Are pointers on a 64-bit system still 4 byte aligned (similar to a double on a 32 bit system)? Or are they note 8 byte aligned?

For example, on a 64-bit system how big is the following data structure:

struct a {
    void* ptr;
    char myChar;
}

Would the pointer by 8 byte aligned, causing 7 bytes of padding for the character (total = 8 + 8 = 16)? Or would the pointer be 4 byte aligned (4 bytes + 4 bytes) causing 3 bytes of padding (total = 4 + 4 + 4 = 12)?

Thanks, Ryan

I don't think you can rely on any hard-and-fast rules. I think it's a function of the compiler you use and the compilation options you choose.

Your best bet is to write a program that tests this and spits out a header file that codifies the alignment rules as #define s. You might also be able to just calculate what you're interested in right in the macros, too.

Data alignment and packing are implementation specific, and can be usually changed from compiler settings (or even with pragmas).
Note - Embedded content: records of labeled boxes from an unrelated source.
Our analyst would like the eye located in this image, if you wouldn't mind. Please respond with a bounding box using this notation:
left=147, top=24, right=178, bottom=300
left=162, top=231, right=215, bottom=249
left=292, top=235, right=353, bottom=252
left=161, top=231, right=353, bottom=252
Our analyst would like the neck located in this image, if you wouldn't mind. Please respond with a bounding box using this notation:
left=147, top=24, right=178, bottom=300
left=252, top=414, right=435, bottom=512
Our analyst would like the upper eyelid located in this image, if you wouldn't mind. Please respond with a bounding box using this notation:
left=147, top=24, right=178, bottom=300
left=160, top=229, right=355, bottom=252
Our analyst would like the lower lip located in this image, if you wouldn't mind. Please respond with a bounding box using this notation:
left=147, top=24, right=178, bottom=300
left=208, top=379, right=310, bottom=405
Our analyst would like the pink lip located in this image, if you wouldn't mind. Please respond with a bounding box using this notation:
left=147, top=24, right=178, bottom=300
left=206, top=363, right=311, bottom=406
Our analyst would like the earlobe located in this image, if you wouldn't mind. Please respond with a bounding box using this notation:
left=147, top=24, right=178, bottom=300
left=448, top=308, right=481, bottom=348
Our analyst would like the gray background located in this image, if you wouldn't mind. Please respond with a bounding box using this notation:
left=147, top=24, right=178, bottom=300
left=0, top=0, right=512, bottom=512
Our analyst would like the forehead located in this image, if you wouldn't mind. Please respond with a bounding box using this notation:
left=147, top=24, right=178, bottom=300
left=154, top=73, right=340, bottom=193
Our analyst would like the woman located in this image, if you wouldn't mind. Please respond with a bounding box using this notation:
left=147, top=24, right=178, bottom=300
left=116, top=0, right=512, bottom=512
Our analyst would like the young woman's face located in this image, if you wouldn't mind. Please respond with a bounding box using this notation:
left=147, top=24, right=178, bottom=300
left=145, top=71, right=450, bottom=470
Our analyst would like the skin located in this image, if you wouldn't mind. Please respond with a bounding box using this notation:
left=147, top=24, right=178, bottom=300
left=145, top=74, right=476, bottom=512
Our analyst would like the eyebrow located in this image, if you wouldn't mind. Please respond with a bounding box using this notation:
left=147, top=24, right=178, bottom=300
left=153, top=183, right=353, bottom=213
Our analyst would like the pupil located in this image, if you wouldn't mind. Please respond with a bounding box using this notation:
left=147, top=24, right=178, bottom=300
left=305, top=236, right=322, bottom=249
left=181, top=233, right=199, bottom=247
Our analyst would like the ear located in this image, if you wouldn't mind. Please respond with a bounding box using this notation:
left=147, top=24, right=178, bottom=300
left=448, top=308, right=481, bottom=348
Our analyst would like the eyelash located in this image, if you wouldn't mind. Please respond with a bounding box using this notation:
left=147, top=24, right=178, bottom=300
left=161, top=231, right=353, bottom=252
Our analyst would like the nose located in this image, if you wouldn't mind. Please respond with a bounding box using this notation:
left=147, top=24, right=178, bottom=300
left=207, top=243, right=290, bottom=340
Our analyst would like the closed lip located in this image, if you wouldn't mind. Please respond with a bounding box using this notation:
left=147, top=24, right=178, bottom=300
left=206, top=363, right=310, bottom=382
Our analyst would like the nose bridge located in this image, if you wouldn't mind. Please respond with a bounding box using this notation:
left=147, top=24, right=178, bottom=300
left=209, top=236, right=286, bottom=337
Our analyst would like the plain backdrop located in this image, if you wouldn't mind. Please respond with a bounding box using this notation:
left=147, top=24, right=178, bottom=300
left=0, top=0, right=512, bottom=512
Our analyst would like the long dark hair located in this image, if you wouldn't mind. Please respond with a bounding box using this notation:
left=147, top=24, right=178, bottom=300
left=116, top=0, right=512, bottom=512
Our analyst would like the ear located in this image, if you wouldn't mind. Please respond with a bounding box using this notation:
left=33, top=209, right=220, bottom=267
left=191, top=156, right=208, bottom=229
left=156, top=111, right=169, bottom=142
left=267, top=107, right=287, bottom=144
However assuming you're using default settings, on most (if not all) compilers the structure should end up being 16 bytes total. The reason is because computers reads a data chunk with size of its native word size (which is 8 bytes in 64-bit system). If it were to pad it to 4 byte offsets, the next structure would not be properly padded to 64-bit boundary. For example in case of a arr[2], the second element of the array would start at 12-byte offset, which isn't at the native byte boundary of the machine.

Generally on a 64-bit system:

struct a {
    void* ptr;      // size is 8 bytes, alignment is 8
    char myChar;    // size is 1 byte,  alignment is 1
                    // padding of 7 bytes so array elements will be properly aligned
}

For a total size of 16 bytes.

But this is all implementation defined - I'm just giving an example that likely to be true for many (most?) 64-bit systems.

The language standard makes no statements about padding. The alignment rules are platform-specific (ie, you have to align differently on eg a PowerPC CPU than on a x86_64 CPU), and they are implementation-defined, meaning your compiler can do whatever works (and might change that behaviour with different command-line options or after a version update).

I strongly believe that any recommendation along the lines of "this is usually this or that" is misleading, and possibly dangerous.

  1. You could write a test program that executes a couple of sizeof() and/or offsetof() statements and writes a header for you containing some #define s stating the paddings used.

  2. You can use autoconf to do that for you.

  3. In the very least, you should add assert( sizeof( ... ) ) statements at the beginning of your main() function so you get informed when your assumptions are wrong.

您需要查阅您感兴趣的特定ABI的文档。例如,这是System V ABI x86-64 architeture补充 - 您可以在第12页看到此ABI上的指针是8字节对齐的(所以是的,您显示的结构将填充到16个字节)。